Here is the wildest of the Wild West gunfights, famous and obscure, brought vividly to life through the fabulous artwork and captivating prose of Bob Boze Bell. Twenty-six famous gunfights of the Old West are presented here, including bigger shoot-outs such as the Battle of the Little Bighorn and the Alamo. Beautifully illustrated with the best maps, historical photos from one of the largest outlaw collections and colorful illustrations, authentic to the times. Every gunfight in this book has been painstakingly researched from a variety of sources and recounted in a concise, no-nonsense narration reflecting the author’s modern wit and reverence for the West.

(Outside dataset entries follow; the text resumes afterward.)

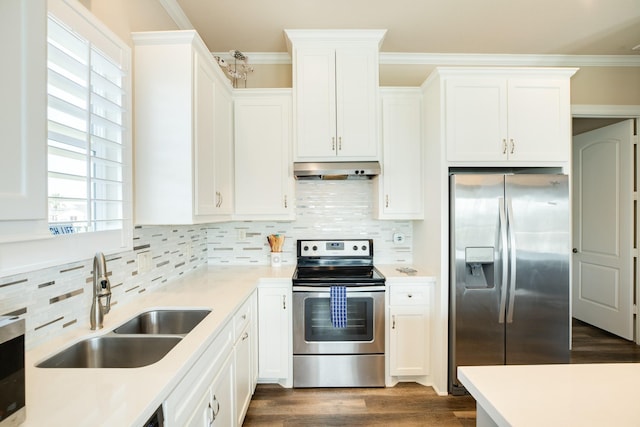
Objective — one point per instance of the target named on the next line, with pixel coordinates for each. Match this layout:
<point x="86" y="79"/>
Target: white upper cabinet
<point x="23" y="166"/>
<point x="507" y="115"/>
<point x="400" y="184"/>
<point x="335" y="84"/>
<point x="183" y="134"/>
<point x="263" y="179"/>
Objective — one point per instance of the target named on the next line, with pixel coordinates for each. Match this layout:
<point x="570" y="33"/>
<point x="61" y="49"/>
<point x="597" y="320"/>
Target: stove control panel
<point x="335" y="248"/>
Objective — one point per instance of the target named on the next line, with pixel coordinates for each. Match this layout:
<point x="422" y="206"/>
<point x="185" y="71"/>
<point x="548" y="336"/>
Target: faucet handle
<point x="107" y="307"/>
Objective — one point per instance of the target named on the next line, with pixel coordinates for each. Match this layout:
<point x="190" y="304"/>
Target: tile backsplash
<point x="54" y="299"/>
<point x="324" y="209"/>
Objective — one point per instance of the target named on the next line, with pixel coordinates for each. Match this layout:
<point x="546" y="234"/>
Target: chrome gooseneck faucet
<point x="101" y="288"/>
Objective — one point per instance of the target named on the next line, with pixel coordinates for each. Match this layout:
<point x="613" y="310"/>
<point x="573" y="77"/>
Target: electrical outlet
<point x="398" y="238"/>
<point x="144" y="262"/>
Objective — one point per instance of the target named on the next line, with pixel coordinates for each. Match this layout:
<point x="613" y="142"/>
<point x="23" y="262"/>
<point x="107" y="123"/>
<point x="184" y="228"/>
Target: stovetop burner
<point x="346" y="262"/>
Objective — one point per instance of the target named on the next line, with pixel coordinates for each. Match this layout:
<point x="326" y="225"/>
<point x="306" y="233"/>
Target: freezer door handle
<point x="512" y="259"/>
<point x="505" y="258"/>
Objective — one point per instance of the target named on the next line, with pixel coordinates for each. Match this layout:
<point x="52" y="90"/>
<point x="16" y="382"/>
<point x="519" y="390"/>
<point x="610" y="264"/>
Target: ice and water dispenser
<point x="479" y="265"/>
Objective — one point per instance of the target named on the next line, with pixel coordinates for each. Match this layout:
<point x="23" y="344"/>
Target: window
<point x="87" y="118"/>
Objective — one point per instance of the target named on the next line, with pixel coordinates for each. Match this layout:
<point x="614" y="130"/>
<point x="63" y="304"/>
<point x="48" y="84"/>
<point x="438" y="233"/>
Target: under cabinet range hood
<point x="336" y="170"/>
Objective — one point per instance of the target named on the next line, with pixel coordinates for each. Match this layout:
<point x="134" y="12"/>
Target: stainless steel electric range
<point x="338" y="315"/>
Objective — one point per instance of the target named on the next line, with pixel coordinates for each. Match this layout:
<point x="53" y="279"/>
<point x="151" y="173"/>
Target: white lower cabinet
<point x="218" y="388"/>
<point x="245" y="342"/>
<point x="275" y="351"/>
<point x="215" y="408"/>
<point x="409" y="330"/>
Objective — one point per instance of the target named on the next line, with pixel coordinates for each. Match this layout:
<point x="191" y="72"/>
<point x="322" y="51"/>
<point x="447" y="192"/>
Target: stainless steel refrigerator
<point x="509" y="270"/>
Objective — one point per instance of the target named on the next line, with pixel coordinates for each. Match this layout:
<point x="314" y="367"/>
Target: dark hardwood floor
<point x="593" y="345"/>
<point x="407" y="404"/>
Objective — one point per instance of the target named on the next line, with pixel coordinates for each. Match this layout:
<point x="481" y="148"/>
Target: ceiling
<point x="540" y="27"/>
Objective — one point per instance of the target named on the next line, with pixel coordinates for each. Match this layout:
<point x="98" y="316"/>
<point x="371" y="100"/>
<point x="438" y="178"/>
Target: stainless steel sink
<point x="110" y="351"/>
<point x="177" y="322"/>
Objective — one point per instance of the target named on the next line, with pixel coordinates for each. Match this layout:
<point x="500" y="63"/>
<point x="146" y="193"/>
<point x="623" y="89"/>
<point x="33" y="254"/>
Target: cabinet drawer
<point x="409" y="295"/>
<point x="241" y="318"/>
<point x="185" y="397"/>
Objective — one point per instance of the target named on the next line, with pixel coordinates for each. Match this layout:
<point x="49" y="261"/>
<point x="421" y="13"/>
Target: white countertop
<point x="556" y="395"/>
<point x="128" y="396"/>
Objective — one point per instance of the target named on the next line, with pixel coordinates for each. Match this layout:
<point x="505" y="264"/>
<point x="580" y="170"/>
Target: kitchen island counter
<point x="128" y="396"/>
<point x="554" y="395"/>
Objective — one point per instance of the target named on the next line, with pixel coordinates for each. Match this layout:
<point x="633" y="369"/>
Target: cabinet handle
<point x="217" y="410"/>
<point x="210" y="415"/>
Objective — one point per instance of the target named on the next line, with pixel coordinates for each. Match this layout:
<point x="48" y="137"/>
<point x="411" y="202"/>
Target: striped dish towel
<point x="338" y="306"/>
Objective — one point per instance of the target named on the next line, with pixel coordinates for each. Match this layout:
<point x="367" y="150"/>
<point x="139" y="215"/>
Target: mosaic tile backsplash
<point x="324" y="210"/>
<point x="55" y="299"/>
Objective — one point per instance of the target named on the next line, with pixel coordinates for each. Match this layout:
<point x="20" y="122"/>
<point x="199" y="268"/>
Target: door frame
<point x="622" y="112"/>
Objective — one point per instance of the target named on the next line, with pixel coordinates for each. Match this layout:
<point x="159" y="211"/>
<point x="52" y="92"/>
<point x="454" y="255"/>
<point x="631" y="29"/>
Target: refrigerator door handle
<point x="505" y="258"/>
<point x="512" y="262"/>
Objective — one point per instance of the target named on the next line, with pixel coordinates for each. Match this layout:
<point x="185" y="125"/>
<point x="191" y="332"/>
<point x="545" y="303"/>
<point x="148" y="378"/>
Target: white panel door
<point x="603" y="227"/>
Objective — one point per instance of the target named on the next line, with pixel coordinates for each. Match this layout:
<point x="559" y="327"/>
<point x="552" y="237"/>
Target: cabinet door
<point x="315" y="102"/>
<point x="204" y="119"/>
<point x="243" y="382"/>
<point x="262" y="180"/>
<point x="223" y="151"/>
<point x="356" y="102"/>
<point x="222" y="397"/>
<point x="400" y="195"/>
<point x="274" y="306"/>
<point x="202" y="415"/>
<point x="539" y="120"/>
<point x="476" y="119"/>
<point x="409" y="338"/>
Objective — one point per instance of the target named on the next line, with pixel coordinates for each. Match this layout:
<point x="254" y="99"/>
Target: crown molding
<point x="265" y="58"/>
<point x="470" y="59"/>
<point x="176" y="13"/>
<point x="605" y="111"/>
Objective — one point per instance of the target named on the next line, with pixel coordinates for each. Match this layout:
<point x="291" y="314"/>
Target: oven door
<point x="313" y="332"/>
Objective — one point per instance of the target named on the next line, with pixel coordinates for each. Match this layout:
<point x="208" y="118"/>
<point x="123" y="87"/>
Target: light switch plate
<point x="398" y="238"/>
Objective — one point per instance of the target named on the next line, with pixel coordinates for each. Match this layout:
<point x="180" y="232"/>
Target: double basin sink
<point x="141" y="341"/>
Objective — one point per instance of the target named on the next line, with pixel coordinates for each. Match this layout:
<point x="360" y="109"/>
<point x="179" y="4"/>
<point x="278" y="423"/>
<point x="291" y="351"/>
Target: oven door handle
<point x="350" y="289"/>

Bob Boze Bell has always sought to get both the look and the history right. He has published and illustrated books on Earp, Billy the Kid, Doc Holliday and classic gunfights. Bell’s artwork and writing has appeared in Wild West, Arizona Highways, Playboy and National Lampoon. He appears often on the Encore Westerns channel, serves as a talking head on documentaries and since 1999 has been executive editor of True West magazine. “All the artwork I run in the magazine,” he quips, “the magazine gets for free.”
He’s been drawing as long as he can remember, and even as a child he often drew cowboys and gunfighters with an eye to accuracy.

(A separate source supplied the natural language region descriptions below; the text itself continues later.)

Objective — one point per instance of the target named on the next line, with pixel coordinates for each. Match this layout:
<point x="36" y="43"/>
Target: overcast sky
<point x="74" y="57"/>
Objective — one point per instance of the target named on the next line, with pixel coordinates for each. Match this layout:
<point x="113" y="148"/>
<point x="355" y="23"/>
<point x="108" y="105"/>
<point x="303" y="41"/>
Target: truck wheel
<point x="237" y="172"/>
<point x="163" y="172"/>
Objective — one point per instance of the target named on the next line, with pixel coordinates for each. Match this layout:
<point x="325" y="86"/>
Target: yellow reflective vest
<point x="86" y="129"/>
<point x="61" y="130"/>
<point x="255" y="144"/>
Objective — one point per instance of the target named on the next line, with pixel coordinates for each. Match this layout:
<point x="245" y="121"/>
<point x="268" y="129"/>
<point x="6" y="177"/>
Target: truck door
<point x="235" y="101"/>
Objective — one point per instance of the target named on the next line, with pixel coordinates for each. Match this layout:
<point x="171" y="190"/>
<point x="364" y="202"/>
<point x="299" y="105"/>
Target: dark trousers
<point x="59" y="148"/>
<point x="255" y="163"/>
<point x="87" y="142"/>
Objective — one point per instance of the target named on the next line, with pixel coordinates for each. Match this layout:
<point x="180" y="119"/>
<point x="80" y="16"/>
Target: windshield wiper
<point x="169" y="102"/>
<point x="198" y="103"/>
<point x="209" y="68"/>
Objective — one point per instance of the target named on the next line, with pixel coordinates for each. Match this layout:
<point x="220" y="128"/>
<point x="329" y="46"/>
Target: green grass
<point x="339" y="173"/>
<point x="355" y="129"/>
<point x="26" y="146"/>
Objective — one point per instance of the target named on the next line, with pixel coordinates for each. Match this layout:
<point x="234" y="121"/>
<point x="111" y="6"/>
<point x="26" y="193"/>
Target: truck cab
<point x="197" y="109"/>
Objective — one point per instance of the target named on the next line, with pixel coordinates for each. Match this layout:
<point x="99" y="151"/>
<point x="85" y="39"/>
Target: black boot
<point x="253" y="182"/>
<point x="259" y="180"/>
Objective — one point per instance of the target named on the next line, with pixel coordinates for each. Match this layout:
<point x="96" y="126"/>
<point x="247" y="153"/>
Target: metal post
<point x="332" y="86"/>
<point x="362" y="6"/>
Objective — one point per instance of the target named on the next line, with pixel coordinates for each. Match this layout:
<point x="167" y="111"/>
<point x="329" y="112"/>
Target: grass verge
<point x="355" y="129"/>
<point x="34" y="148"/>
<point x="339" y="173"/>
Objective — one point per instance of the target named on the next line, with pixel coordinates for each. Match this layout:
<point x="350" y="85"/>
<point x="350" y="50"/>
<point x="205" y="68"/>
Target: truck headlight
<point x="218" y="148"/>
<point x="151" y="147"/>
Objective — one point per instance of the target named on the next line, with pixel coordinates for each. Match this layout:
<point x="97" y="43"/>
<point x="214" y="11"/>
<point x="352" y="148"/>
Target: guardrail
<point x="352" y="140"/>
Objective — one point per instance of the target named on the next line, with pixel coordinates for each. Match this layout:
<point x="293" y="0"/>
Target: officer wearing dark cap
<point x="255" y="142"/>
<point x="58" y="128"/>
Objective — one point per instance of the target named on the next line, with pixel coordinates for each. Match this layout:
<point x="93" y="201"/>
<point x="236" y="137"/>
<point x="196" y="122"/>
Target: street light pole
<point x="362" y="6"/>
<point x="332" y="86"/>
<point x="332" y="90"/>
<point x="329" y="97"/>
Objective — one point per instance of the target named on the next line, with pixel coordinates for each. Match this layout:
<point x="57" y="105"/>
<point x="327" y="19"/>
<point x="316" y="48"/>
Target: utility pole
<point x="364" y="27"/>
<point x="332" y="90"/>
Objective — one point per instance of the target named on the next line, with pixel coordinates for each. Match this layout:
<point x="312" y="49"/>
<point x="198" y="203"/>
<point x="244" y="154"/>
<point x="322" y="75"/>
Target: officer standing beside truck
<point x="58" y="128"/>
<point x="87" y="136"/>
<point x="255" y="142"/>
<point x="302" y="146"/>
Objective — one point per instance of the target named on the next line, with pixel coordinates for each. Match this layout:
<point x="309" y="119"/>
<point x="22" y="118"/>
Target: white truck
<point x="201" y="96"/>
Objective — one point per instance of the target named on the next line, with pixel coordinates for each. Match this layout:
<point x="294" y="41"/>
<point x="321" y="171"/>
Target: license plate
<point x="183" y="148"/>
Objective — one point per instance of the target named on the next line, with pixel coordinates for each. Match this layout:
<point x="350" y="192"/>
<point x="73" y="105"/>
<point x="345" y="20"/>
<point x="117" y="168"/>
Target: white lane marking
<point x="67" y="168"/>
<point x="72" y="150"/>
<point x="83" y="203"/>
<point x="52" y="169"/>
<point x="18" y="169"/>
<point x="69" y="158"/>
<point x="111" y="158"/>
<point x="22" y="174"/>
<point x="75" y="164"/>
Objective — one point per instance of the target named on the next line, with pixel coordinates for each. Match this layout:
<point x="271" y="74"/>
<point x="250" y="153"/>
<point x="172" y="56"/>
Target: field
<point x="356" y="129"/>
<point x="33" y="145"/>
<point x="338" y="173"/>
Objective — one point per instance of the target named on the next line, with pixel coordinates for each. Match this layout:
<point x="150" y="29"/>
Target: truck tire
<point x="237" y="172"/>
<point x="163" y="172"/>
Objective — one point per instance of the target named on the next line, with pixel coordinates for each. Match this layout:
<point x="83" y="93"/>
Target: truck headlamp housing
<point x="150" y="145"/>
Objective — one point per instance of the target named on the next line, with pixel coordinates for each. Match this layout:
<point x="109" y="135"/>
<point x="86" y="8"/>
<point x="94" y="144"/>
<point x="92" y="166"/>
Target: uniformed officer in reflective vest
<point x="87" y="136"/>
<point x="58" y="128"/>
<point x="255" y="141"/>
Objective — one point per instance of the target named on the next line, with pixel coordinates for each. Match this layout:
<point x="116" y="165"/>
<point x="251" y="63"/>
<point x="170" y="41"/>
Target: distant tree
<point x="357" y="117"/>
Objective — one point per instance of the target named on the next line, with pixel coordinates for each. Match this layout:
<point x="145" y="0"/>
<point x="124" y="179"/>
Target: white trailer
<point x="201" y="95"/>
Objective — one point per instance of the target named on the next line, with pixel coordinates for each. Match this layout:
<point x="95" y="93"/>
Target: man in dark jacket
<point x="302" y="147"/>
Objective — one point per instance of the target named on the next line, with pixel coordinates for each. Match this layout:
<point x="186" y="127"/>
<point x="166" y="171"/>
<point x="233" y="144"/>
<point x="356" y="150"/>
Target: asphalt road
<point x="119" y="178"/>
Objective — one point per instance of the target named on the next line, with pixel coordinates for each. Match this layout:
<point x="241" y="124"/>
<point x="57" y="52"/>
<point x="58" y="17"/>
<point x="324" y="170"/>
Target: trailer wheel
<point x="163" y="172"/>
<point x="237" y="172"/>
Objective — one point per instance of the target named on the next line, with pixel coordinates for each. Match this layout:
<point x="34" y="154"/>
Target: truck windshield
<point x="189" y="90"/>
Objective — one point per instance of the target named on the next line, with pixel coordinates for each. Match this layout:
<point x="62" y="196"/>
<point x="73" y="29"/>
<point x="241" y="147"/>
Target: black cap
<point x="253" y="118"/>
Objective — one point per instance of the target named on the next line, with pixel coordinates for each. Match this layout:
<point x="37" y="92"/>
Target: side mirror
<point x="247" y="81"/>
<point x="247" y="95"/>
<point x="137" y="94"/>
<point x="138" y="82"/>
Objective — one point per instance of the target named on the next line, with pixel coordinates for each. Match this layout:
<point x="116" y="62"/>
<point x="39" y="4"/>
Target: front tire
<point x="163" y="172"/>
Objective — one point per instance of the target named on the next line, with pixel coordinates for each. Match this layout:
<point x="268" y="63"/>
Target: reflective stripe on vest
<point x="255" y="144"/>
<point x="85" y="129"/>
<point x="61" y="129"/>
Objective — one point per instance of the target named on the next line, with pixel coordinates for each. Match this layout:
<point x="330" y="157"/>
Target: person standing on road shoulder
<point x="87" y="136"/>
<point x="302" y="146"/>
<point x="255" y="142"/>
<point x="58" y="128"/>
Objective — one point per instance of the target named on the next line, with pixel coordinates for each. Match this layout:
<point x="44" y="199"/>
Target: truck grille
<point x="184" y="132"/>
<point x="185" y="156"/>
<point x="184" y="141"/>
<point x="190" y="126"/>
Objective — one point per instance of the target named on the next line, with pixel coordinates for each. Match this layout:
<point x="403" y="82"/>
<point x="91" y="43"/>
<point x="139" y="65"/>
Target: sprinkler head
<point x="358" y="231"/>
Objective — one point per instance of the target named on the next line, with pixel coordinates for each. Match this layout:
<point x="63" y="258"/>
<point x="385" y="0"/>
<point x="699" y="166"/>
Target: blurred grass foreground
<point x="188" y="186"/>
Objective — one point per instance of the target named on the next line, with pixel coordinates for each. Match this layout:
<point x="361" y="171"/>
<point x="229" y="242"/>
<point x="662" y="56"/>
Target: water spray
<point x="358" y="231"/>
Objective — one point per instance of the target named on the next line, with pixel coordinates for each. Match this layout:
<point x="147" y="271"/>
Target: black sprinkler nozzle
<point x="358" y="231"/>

“I hate fakery of any kind,” he says. “I don’t like low-back saddles, Hollywood hats, batwing chaps, inaccurate vests. It drives me crazy.” So is he a historian or an artist?
“I would say I’m actually a cartoonist,” he says. “I don’t really consider myself a historian, because I have historian friends that apply a certain academic level that I don’t have, I don’t claim to have, I can’t claim. But I just want to know the truth for my own sense of me. So I share that, and it’s taken for what it’s worth. I think I’m dismissed by a lot of people for not being a real historian. But I don’t give a damn.”

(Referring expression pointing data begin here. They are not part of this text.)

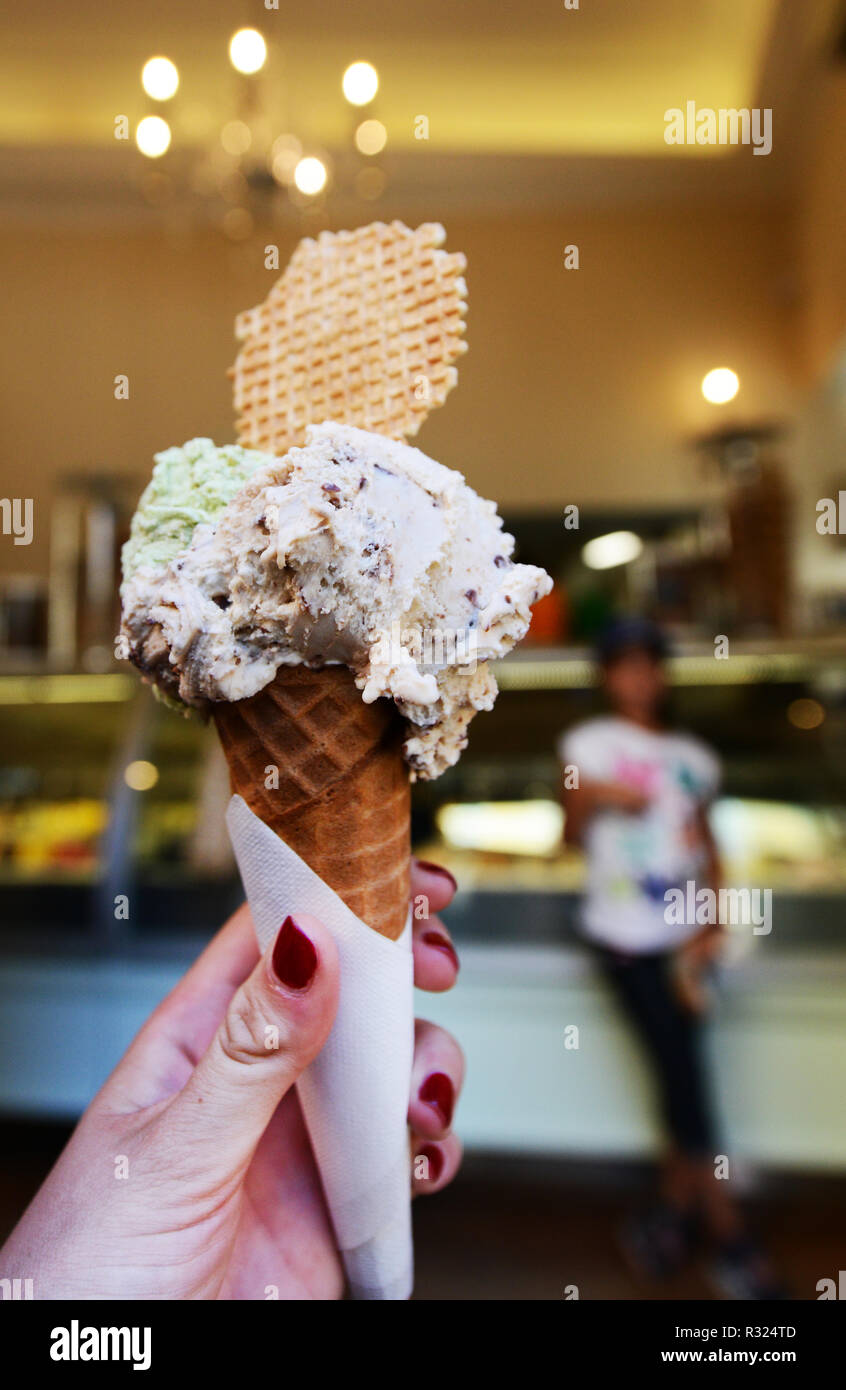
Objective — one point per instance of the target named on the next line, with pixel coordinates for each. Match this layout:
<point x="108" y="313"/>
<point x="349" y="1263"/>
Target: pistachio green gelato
<point x="191" y="485"/>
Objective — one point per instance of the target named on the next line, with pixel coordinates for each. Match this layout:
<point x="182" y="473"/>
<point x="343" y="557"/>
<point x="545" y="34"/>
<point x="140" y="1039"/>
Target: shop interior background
<point x="609" y="273"/>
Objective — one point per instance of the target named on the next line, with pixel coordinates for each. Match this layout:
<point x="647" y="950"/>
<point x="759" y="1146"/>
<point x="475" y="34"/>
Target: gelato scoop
<point x="353" y="549"/>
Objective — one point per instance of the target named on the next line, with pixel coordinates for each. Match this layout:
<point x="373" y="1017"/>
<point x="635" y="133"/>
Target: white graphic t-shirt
<point x="634" y="859"/>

Bell is actually more of a Billy the Kid fan than a Wyatt Earp fan, but his real heroes are artists Charles M. Russell, Frederic Remington and Norman Rockwell. “Those, to me, are the three big dogs,” Bell says. “No one has topped them.”
He loves scratchboard, pen and ink, and gouache, a form of watercolor. “I work on deadline constantly,” he explains, “and I can’t use oils, which is actually a medium I enjoy, because that takes too long to dry.
“Some of the best things I’ve ever done I’ve done on my lunch hour. And some of the worst things I’ve ever done I’ve spent three months on. You figure it out.”
I love these books! Love the separate sections for reading about each gunfight. Makes it nice whether you have 5 minutes or an hour to read. Love the artwork and the explanation of where info is verified and when it is not.